Blessedly, I didn’t have too many preconceptions about what our life would look like when we got married. A college professor, an emissary of Heaven perhaps, had assigned
Familiaris Consortio around the time my dear
esposo and I began dating, so my expectations of what marriage should be were elevated. I jumped into marriage without planning where we would live (the Navy would take care of that), how many children we would have (although I think I thought conceiving them would take longer), or caring how we’d earn our daily bread (again, the Navy); I had been inspired by the idea that self-gift was more important than any of these practicalities.
Numerous people told us that marriage was going to be work, that we shouldn’t go to bed angry, and that we’d have to learn to be good at saying sorry. For more than our fair share of years, we honeymooned, wondering what these people were talking about. Marriage was easy! Having babies was a little bit of work, but the marriage part seemed effortless. We owe a great debt of thanks to JPII for these happy years.
But of course, honeymoons don’t last forever, and eventually we had to roll up our sleeves and get to work. I remember reading somewhere during our marriage prep training that the 7 year point is a tough one for a lot of couples, and maybe it was around then that we started to hear about friends’ and family members’ divorces. Is it because people get tired of self-giving? Our biggest arguments haven’t been about large problems but over petty irritations. Does the heart begin to contract as we age? All those passions of youth fade among the dirty diapers and long hours. Maybe it gets harder to make sacrifices because more people are asking you to make them.

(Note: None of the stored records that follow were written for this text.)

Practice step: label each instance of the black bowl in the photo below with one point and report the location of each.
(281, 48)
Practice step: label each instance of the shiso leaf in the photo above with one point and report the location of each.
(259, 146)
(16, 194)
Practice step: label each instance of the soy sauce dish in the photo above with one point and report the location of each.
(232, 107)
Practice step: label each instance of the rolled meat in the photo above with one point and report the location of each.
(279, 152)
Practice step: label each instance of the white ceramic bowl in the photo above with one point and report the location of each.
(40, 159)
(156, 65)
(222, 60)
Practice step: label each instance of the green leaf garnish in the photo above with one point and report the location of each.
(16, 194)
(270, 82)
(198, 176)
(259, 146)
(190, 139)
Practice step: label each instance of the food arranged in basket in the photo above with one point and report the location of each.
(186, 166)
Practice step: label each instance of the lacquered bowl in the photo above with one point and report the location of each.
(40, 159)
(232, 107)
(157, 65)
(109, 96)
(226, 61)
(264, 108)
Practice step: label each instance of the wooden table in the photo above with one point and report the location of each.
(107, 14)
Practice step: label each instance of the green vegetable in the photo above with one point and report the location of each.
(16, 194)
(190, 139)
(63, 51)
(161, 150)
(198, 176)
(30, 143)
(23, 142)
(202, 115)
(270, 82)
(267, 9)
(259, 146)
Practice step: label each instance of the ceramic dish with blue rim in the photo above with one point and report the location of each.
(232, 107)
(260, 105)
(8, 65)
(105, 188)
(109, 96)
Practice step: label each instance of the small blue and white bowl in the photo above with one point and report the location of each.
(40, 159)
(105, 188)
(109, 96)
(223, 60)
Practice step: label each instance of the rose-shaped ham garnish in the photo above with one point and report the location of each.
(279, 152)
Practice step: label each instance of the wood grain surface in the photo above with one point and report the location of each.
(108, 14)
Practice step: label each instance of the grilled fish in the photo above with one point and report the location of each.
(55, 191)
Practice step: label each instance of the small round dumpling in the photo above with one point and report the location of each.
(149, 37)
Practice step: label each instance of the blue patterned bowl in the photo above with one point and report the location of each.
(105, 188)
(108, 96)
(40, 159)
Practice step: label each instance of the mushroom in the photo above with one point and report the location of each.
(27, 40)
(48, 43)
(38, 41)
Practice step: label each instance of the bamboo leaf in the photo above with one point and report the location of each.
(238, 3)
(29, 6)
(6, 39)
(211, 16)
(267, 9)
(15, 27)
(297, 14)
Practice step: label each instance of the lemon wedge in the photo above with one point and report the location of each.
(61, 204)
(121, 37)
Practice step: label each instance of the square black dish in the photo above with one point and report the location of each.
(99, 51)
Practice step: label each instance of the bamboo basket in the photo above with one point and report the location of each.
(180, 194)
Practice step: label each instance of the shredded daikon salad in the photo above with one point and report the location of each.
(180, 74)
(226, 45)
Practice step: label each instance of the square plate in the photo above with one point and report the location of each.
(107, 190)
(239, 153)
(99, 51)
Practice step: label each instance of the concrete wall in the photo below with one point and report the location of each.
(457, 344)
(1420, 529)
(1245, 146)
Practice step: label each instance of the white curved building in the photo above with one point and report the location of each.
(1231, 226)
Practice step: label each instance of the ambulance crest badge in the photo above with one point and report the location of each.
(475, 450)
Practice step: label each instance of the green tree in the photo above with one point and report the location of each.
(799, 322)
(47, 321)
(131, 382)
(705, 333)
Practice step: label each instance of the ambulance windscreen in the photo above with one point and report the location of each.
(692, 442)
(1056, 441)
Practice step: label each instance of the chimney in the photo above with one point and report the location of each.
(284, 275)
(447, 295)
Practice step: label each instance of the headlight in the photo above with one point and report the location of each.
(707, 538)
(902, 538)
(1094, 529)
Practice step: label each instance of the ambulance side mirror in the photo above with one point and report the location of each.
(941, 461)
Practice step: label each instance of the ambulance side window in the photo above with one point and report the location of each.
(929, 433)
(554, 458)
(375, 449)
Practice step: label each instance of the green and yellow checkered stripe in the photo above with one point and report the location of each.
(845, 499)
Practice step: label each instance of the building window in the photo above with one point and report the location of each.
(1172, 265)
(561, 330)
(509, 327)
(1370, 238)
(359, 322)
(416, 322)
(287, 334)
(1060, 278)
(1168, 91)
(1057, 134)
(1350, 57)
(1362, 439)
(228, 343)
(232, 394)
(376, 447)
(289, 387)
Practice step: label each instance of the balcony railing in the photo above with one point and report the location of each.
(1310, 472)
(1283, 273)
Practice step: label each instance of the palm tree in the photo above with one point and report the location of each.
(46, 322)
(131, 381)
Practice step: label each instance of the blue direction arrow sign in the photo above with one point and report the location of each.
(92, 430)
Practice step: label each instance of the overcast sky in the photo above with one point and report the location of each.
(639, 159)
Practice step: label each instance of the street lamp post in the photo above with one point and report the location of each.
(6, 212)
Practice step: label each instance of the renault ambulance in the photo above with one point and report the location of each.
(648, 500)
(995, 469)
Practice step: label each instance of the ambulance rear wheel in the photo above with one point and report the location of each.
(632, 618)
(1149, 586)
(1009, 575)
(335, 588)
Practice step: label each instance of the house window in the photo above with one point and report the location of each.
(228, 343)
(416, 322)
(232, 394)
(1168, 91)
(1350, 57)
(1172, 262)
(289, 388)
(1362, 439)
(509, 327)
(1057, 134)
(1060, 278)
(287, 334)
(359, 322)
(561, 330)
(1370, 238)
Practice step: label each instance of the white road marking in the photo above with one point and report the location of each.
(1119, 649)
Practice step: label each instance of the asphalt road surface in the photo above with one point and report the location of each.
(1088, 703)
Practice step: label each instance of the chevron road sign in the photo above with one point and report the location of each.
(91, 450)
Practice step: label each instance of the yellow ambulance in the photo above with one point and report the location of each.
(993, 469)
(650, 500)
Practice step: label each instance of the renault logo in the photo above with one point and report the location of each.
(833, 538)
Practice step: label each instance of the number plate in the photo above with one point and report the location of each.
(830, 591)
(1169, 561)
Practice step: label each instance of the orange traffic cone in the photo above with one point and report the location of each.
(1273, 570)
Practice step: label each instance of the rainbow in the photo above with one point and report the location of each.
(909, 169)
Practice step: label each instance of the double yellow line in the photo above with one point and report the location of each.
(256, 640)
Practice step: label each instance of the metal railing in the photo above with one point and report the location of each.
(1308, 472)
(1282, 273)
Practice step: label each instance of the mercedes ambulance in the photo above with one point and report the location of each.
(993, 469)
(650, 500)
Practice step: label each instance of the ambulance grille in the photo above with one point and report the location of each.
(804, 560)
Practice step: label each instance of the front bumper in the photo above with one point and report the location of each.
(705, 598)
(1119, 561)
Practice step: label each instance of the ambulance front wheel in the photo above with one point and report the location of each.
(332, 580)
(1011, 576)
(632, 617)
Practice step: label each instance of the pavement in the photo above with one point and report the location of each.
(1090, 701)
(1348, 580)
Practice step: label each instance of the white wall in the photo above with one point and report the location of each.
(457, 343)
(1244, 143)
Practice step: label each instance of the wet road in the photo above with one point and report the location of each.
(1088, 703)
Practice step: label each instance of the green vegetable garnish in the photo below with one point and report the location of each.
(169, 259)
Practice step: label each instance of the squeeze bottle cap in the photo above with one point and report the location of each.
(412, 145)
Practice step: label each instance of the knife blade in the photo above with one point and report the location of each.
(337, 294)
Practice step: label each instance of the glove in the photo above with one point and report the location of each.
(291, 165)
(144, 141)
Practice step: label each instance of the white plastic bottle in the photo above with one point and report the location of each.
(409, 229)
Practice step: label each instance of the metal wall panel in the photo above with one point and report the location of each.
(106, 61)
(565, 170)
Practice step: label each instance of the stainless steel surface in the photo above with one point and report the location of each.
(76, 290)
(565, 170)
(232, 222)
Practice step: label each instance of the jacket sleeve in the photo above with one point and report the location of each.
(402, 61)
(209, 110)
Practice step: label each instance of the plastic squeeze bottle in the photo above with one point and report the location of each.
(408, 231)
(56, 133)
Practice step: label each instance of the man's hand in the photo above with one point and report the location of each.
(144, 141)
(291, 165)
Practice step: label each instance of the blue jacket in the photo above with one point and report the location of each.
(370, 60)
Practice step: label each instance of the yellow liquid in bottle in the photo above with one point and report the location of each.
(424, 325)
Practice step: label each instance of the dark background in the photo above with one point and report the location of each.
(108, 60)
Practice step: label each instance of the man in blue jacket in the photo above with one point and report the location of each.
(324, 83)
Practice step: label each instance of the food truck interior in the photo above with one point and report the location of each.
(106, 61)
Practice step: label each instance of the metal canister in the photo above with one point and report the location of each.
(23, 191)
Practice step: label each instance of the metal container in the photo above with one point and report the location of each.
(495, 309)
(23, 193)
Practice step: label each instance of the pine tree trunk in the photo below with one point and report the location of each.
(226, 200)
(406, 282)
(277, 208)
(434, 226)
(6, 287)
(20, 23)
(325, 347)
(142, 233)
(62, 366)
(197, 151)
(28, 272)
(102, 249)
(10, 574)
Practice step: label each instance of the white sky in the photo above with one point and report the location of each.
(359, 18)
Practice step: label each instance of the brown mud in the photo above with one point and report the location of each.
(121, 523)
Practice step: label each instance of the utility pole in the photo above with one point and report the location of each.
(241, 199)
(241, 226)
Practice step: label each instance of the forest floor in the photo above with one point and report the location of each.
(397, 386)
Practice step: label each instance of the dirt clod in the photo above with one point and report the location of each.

When I initially read JPII on marriage, I thought that what would carry our conjoined souls up to God was that euphoric wedding day love, which overflows onto everyone around and transcends all the muck of life to transform it into a mirror of that love. But as these working years stretch, I wonder if it is not also the humbling of self, the slow, chiseling away of selfishness, which, if we dwelled on it too much, could leave nothing but dust. Yet if we keep trying to give, eventually what is left beneath that crust of self will be raised up. Like the widow of the parable, if we keep giving when we have nothing, our sacrifice will be appreciated all the more than if we give of our excess.
In the car I read Eudora Welty’s short story “Circe” about Odysseus’ visit to the daughter of the sun from her perspective. Circe wants to keep Odysseus, alone, with her forever. She intuits that their lives are similarly grounded on passion, and she keeps him in her spell for a year. But then one morning she sees him in a circle of his men, preparing to depart. She begins to understand the mystery of fickle, mortal love. Odysseus will turn his back on a life of pleasure for the sake of his men – and perhaps Penelope? (my own romantic interpretation) Whereas Circe’s passion consumes, Odysseus’ is directed toward the good of his men.
My memory isn't serving me well but I think that Plato says something like this: Where passion turns lovers' eyes so they can only see each other, true friends learn to look out with the same eyes at others.